他可以在府里做一些平时不方便做的事。
比如——多了解一些朝堂的事,比如——多观察一下府里幕僚的往来,比如——多想想以后的路要怎么走。
凌烬站起来,走到书架前,抽出那本沈砚舟不许他看的《历代权臣传》。
他翻开第一页,开始看。
这一次,字都乖乖的,一个都没跑。
沈砚舟不在的第一个七天,凌烬觉得自己过得还不错。
他每天按时起床、读书、练字、学兵法,把时间排得满满当当。晚上也不怕——他把琉璃灯点着放在床头,灯焰一跳一跳的,像是有人在陪他。
他甚至觉得,没有沈砚舟在,他反而自在一些。
不用时刻注意表情管理,不用每句话都反复斟酌,不用担心哪里露出破绽。
挺好的。
第八天夜里,打雷了。
凌烬从梦中惊醒,第一反应是往床里面缩。他咬着被角,数数,一、二、三、四——
雷声越来越近,越来越密。
他的手开始抖。
不能去找沈砚舟。
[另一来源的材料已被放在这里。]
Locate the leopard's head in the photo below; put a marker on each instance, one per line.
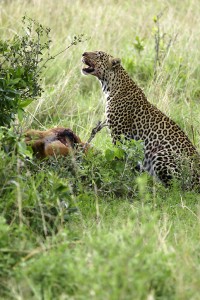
(99, 64)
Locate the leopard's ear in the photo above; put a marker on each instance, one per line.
(114, 62)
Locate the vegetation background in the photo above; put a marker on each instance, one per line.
(92, 228)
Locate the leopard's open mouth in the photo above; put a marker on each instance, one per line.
(90, 66)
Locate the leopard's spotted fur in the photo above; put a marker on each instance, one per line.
(129, 114)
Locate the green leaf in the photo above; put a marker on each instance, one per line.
(20, 113)
(109, 155)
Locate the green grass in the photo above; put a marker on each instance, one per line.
(93, 228)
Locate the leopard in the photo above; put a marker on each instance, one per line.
(131, 115)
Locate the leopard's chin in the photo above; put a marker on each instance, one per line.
(90, 67)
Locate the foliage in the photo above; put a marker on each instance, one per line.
(22, 60)
(91, 227)
(20, 69)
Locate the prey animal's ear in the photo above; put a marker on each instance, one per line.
(114, 62)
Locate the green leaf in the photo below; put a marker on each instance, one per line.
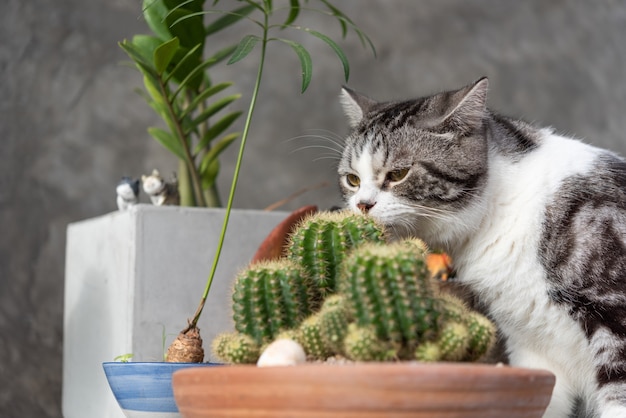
(217, 129)
(146, 45)
(222, 54)
(186, 64)
(229, 19)
(294, 11)
(193, 5)
(213, 109)
(342, 56)
(205, 94)
(154, 90)
(209, 174)
(164, 53)
(341, 17)
(154, 12)
(216, 150)
(305, 61)
(144, 65)
(169, 141)
(193, 75)
(191, 31)
(245, 46)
沈砚舟不在。
他只能自己扛。
凌烬把自己缩成一个球,被子蒙住头,闭上眼睛,一遍一遍地告诉自己:没事的,雷又不会劈进屋子里,你是未来的皇帝,你不能怕雷,你不能怕任何东西——
一道惊雷炸开,整间屋子都在颤。
凌烬从床上弹了起来。
他赤脚站在地上,浑身发抖,看着门口的方向。
沈砚舟的房间就在隔壁。
但隔壁没有人。
灯是灭的。
凌烬站在那里,站了很久,久到雷声渐渐远了,雨也小了。
他慢慢蹲下来,抱着膝盖,把脸埋进去。
他没有哭。
他只是觉得很冷。
明明被子够厚,明明屋里烧着炭,可他就是觉得冷。
从骨头缝里往外冒的那种冷。
沈砚舟回来的那天,凌烬正在院子里练剑。
先生教了一套新剑法,他练得很认真,额角沁着汗,脸颊红扑扑的。
沈砚舟走进来的时候,凌烬正好收剑,余光瞥见那道玄色身影,手里的剑差点没拿稳。
他转过身,笑了。
笑得又甜又亮,像院子里忽然多了一个小太阳。
“师尊!”他跑过去,跑到一半又慢下来,像是觉得太急了不好看,改成了快步走,“您回来了。”